Reputation: 6302
How can I detect and delete rows with Chinese characters in MySQL?
Upvotes: 7
Views: 8082
Reputation: 541
Here is the Table "Chinese_Test" Contains the Chinese Character on my PhpMyAdmin
Data:
notice my type of Collation is utf8, thus let's take a look at the Chinese Characters in utf8 table. http://www.ansell-uebersetzungen.com/gbuni.html
Notice the Chinese Character is from E4 to E9, hence we use the code
select number
from Chinese_Test
where HEX(contents) REGEXP '^(..)*(E[4-9])';
and here is the result:
Upvotes: 13
Reputation: 449783
I don't have an answer, but to provide you with a starting point: Chinese characters will occupy certain blocks in the UTF-8 character set. Example
You would have to query for rows that contain characters between the first and the last point of that block. I can't think of a way to automate this though (i.e. to query for characters inside a certain range without naming each character explicitly).

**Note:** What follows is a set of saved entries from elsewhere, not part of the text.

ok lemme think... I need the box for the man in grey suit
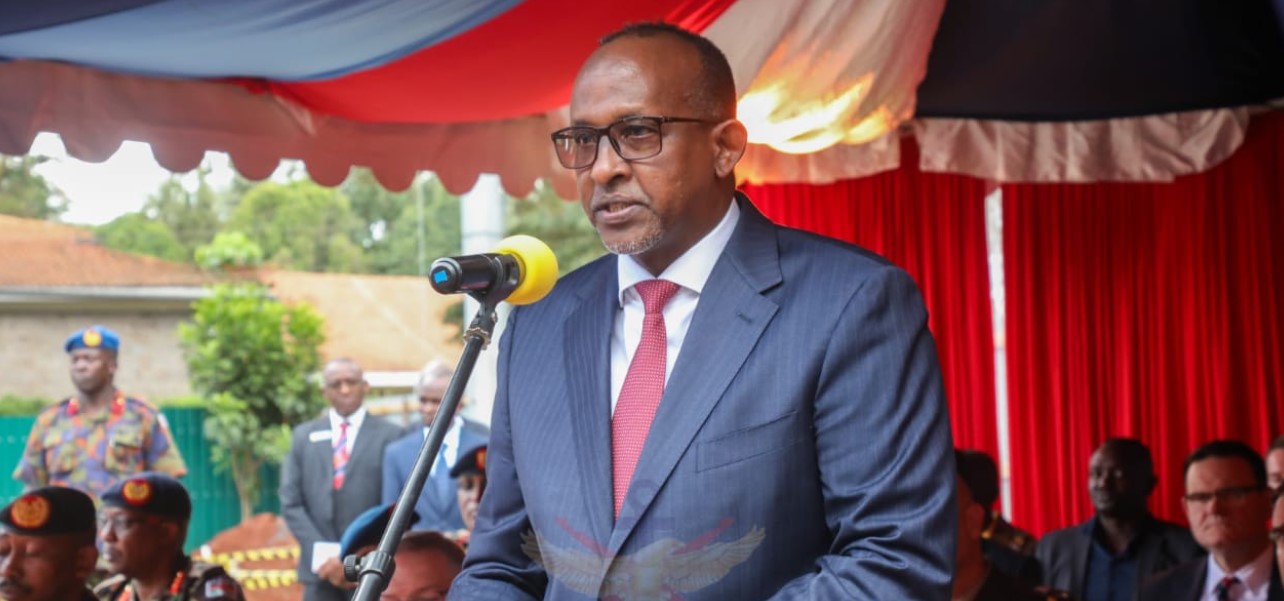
[382,360,488,534]
[1037,438,1202,601]
[449,22,956,601]
[281,357,404,601]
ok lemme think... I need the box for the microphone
[428,235,558,305]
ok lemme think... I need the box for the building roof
[0,215,214,287]
[258,269,462,373]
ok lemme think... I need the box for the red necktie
[1214,576,1239,601]
[332,420,350,490]
[612,279,680,519]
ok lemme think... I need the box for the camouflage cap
[449,444,488,479]
[101,472,191,523]
[65,325,121,353]
[0,486,97,536]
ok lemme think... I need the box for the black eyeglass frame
[1181,484,1265,504]
[550,115,715,169]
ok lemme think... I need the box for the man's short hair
[397,530,465,567]
[1268,434,1284,454]
[955,450,999,508]
[416,360,454,394]
[1183,439,1267,487]
[1099,437,1155,477]
[599,22,737,120]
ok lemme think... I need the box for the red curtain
[1004,111,1284,536]
[740,142,999,459]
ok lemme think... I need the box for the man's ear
[712,120,748,179]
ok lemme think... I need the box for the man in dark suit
[1272,487,1284,590]
[448,22,956,601]
[1037,438,1202,601]
[382,360,488,533]
[1140,440,1281,601]
[280,358,403,601]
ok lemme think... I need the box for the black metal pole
[349,295,500,601]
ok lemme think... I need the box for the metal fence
[0,407,279,551]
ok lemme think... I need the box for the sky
[28,132,239,226]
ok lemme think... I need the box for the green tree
[366,174,462,276]
[178,280,325,521]
[224,180,366,272]
[95,213,187,262]
[142,169,223,258]
[195,232,265,271]
[506,179,604,275]
[0,155,67,220]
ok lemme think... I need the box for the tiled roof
[0,214,214,287]
[259,269,463,373]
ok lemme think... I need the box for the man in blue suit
[383,361,488,533]
[448,22,956,600]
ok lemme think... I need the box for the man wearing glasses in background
[449,21,954,601]
[1140,440,1282,601]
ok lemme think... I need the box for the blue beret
[450,444,488,479]
[339,504,420,558]
[1,486,97,536]
[65,325,121,353]
[101,472,191,523]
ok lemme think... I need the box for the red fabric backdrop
[1004,111,1284,536]
[740,142,999,459]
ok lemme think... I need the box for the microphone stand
[348,282,512,601]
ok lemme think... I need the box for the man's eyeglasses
[550,116,714,170]
[1182,485,1264,505]
[1270,526,1284,544]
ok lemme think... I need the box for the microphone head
[494,235,558,305]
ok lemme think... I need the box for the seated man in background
[1037,438,1202,601]
[1273,487,1284,590]
[320,504,420,591]
[957,449,1042,584]
[954,452,1067,601]
[382,361,489,533]
[327,512,463,601]
[95,473,244,601]
[448,444,487,546]
[1266,435,1284,493]
[1140,440,1281,601]
[0,486,100,601]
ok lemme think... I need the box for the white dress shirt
[1202,545,1274,601]
[328,406,367,454]
[425,416,464,476]
[610,200,740,415]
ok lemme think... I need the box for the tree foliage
[96,213,188,262]
[0,155,66,220]
[195,232,265,271]
[178,282,326,521]
[225,180,366,272]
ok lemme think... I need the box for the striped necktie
[332,420,350,490]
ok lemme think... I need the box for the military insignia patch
[476,449,487,471]
[121,479,153,505]
[10,495,51,529]
[82,328,103,348]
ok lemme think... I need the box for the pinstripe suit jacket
[450,196,957,600]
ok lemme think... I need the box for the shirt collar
[329,406,367,430]
[1204,544,1274,598]
[617,198,740,305]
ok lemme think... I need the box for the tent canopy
[1,0,1281,195]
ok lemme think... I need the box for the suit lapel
[608,196,782,552]
[1071,526,1091,596]
[564,260,618,554]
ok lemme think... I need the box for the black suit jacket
[1036,515,1204,600]
[1138,555,1284,601]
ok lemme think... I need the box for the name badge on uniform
[308,430,333,443]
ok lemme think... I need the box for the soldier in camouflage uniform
[12,326,187,500]
[0,486,101,601]
[94,473,244,601]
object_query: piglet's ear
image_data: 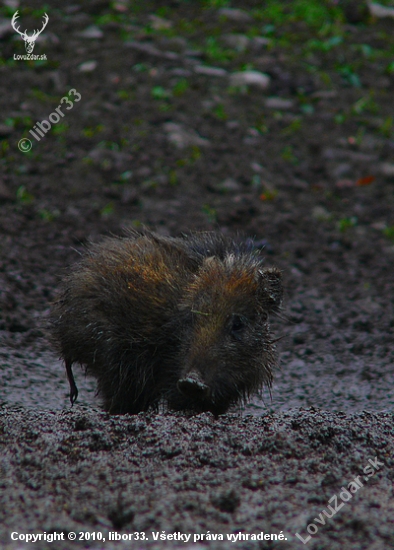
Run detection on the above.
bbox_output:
[257,267,283,312]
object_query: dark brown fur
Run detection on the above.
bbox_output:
[49,230,283,415]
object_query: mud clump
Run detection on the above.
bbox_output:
[49,230,283,415]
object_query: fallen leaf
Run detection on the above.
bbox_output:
[259,190,276,201]
[356,175,375,186]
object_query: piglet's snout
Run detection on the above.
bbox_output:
[177,372,210,400]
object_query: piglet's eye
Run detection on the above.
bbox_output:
[230,314,246,338]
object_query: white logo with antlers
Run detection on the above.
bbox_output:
[11,10,49,54]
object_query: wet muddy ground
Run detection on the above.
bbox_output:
[0,1,393,548]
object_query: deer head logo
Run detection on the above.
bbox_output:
[11,11,49,54]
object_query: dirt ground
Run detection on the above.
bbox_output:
[0,1,393,548]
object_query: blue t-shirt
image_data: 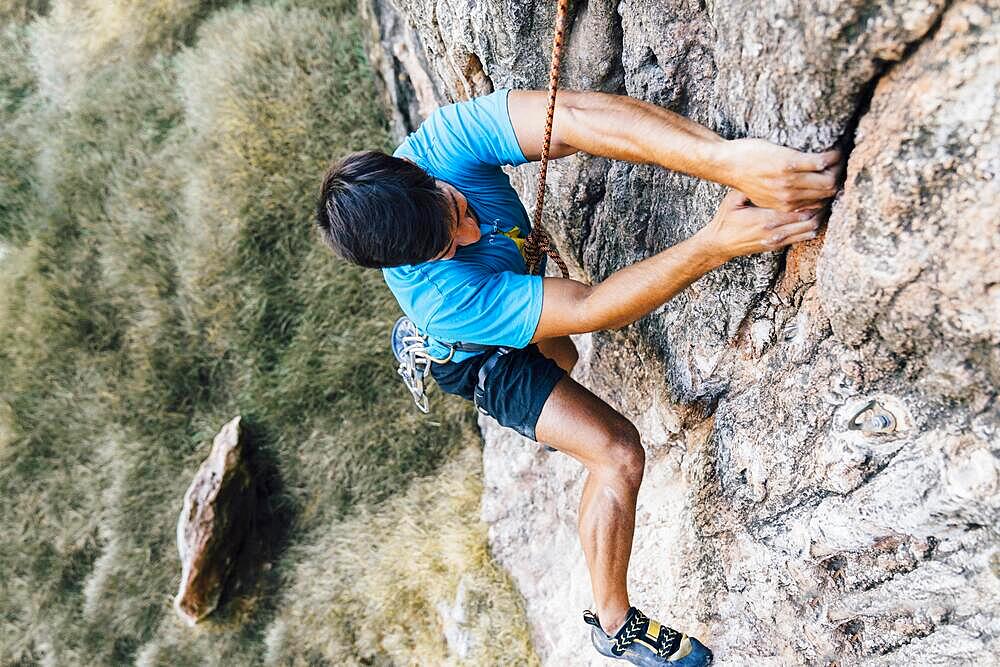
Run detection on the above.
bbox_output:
[383,89,543,362]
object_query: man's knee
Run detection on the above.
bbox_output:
[538,335,579,374]
[595,418,644,487]
[564,341,580,372]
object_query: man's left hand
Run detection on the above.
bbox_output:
[720,138,843,212]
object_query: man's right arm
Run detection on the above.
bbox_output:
[529,190,821,341]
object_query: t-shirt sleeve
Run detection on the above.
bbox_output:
[394,89,529,177]
[428,270,544,349]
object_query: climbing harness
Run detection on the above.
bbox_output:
[391,315,497,413]
[390,318,559,451]
[474,346,511,414]
[522,0,572,278]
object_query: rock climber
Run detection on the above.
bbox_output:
[315,89,841,666]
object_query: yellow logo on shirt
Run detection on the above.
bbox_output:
[501,225,527,260]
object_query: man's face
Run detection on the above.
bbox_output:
[431,180,481,261]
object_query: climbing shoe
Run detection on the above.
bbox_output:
[583,607,713,666]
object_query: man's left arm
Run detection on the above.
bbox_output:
[507,89,841,212]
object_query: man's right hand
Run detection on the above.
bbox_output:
[695,190,823,263]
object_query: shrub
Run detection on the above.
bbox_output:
[0,23,38,242]
[28,0,211,109]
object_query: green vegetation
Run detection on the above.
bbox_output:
[0,1,538,664]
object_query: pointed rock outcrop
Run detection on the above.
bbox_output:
[174,415,253,625]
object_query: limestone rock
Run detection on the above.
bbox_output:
[174,415,253,626]
[436,575,475,659]
[365,0,1000,663]
[360,0,445,139]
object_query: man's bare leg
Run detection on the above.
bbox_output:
[535,335,579,373]
[533,374,644,635]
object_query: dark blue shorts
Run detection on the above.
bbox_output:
[430,344,566,441]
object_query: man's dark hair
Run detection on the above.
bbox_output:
[315,150,452,268]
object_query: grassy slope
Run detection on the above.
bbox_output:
[0,1,538,664]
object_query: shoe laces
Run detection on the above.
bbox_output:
[603,608,684,659]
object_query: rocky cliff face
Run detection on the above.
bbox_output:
[363,1,999,663]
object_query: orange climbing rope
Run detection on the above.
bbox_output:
[523,0,571,278]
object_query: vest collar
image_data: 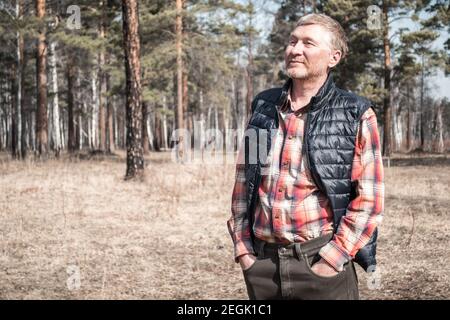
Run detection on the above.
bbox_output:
[277,72,336,112]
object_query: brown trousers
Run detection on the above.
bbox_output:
[242,233,359,300]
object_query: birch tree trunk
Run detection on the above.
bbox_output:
[113,99,118,150]
[79,105,83,150]
[31,110,36,151]
[162,95,168,150]
[435,100,444,153]
[107,77,115,153]
[48,41,62,156]
[87,110,92,149]
[91,68,99,149]
[60,107,65,150]
[147,109,154,151]
[214,104,219,132]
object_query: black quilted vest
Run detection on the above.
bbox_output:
[243,73,378,271]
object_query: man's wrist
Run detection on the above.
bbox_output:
[234,240,255,263]
[318,241,350,272]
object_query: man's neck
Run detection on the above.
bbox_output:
[290,73,328,111]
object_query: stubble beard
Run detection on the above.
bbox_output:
[286,61,326,80]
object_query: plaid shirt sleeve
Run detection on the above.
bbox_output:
[227,141,256,263]
[319,108,385,272]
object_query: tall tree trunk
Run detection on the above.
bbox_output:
[87,108,92,149]
[13,0,24,159]
[206,103,212,131]
[214,104,219,132]
[245,56,254,122]
[0,87,4,149]
[98,63,107,151]
[91,68,99,149]
[245,1,254,122]
[98,0,107,151]
[420,53,425,151]
[406,83,412,152]
[48,41,62,156]
[0,111,5,150]
[117,105,124,149]
[435,100,444,153]
[176,0,184,160]
[59,103,64,150]
[7,80,15,151]
[107,75,115,153]
[6,84,12,151]
[162,95,168,150]
[113,100,118,150]
[393,105,402,151]
[231,80,237,131]
[382,2,392,157]
[11,63,17,156]
[142,101,149,154]
[76,74,83,150]
[36,0,48,156]
[183,71,189,131]
[122,0,144,179]
[78,105,83,150]
[67,59,76,152]
[31,110,36,151]
[147,109,154,151]
[154,111,161,151]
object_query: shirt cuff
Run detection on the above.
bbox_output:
[318,241,351,272]
[234,240,255,263]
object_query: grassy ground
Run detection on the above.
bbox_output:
[0,151,448,299]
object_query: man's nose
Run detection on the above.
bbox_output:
[290,41,305,56]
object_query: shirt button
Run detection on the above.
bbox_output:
[282,161,289,167]
[288,135,294,140]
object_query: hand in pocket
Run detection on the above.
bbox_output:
[239,254,257,271]
[310,258,339,277]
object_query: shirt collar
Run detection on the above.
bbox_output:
[277,72,335,114]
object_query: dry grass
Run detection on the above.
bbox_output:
[0,151,448,299]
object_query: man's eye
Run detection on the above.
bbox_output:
[289,39,297,45]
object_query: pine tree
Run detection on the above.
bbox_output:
[122,0,144,180]
[35,0,48,156]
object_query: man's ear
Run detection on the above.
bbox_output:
[328,50,342,68]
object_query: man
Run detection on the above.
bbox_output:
[227,13,384,300]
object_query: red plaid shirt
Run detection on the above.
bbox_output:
[227,93,384,272]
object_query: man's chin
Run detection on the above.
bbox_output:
[287,69,309,79]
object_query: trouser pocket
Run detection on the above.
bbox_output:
[302,252,348,280]
[290,248,358,300]
[242,256,281,300]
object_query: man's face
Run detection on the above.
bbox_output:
[285,24,339,80]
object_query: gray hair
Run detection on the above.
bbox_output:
[296,13,349,60]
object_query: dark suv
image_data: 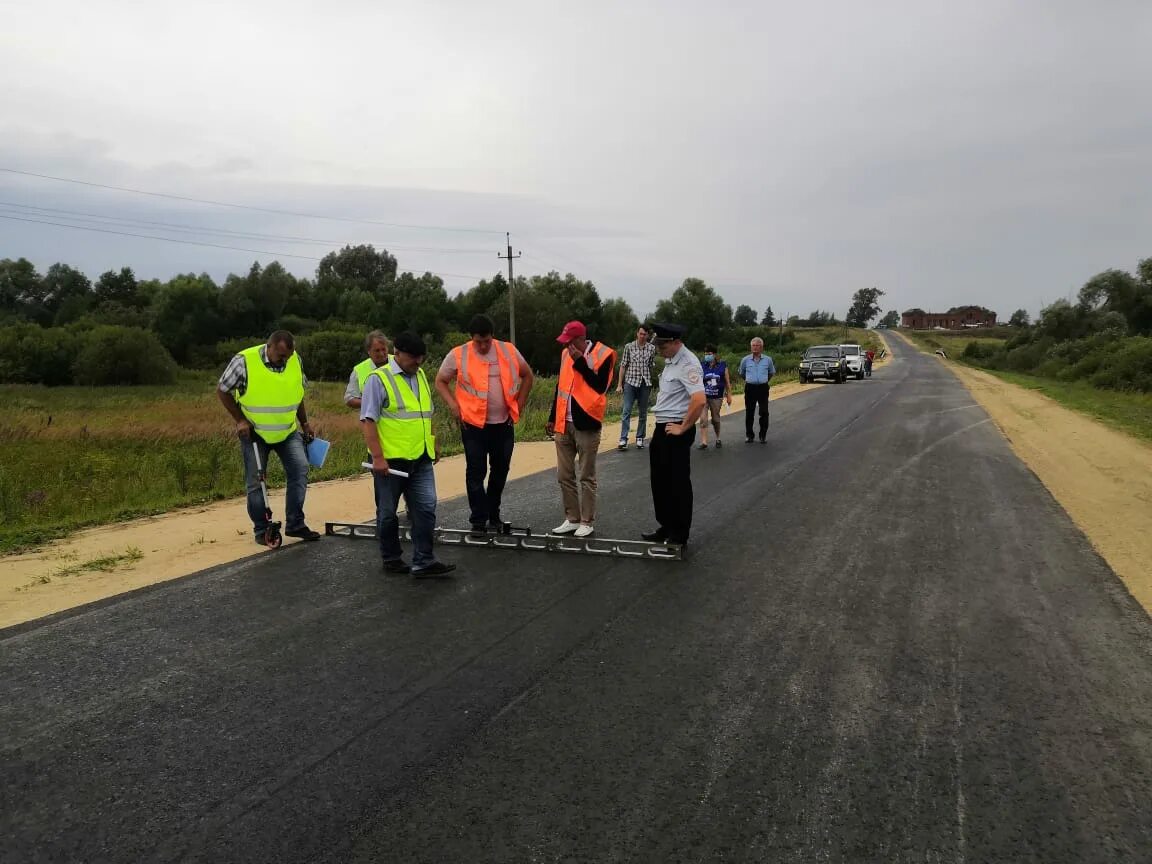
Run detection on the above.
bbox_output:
[798,345,847,384]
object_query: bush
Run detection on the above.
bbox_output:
[0,323,73,385]
[1089,337,1152,392]
[298,329,363,380]
[72,326,179,386]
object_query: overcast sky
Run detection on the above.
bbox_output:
[2,0,1151,320]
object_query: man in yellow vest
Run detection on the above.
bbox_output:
[360,331,456,577]
[344,330,390,409]
[435,314,535,534]
[545,320,616,538]
[216,330,320,544]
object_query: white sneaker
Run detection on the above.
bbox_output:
[574,524,594,538]
[636,439,646,450]
[551,519,579,535]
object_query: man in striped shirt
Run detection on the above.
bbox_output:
[615,325,657,450]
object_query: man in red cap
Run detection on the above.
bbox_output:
[546,321,617,538]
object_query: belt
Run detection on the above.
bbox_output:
[655,419,684,426]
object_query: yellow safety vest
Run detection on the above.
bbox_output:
[236,345,304,444]
[372,364,436,461]
[354,357,382,393]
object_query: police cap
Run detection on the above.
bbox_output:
[650,322,686,342]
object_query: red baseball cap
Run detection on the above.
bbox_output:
[556,321,587,344]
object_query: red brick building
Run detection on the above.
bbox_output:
[901,306,997,329]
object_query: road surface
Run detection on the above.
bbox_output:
[3,343,1152,863]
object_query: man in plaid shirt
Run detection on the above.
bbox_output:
[615,325,657,450]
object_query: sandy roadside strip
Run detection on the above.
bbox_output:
[893,332,1152,615]
[3,358,892,629]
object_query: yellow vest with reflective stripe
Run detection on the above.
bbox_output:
[354,357,382,392]
[372,364,436,460]
[236,346,304,444]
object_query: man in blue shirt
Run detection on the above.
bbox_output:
[697,344,732,449]
[737,337,775,443]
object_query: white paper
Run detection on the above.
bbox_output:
[361,462,409,477]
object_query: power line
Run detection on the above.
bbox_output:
[0,201,494,253]
[0,167,505,235]
[0,214,487,280]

Another untested idea that comes to mind is using iconv()
to convert the string to a specifically Chinese encoding, using //IGNORE
, and seeing whether any data is left. If anything is left, the string may contain chinese characters.... although this would probably be disrupted by any numbers inside the string,
It's an interesting problem.
Upvotes: 0
Reputation: 80657
If all the other rows have alphanumeric values try the following:
DELETE FROM tableName WHERE NOT columnToCheck REGEXP '[A-Za-z0-9.,-]';
Do check the results before deletion, using the following:
SELECT * FROM tableName WHERE NOT columnToCheck REGEXP '[A-Za-z0-9.,-]';
Upvotes: 0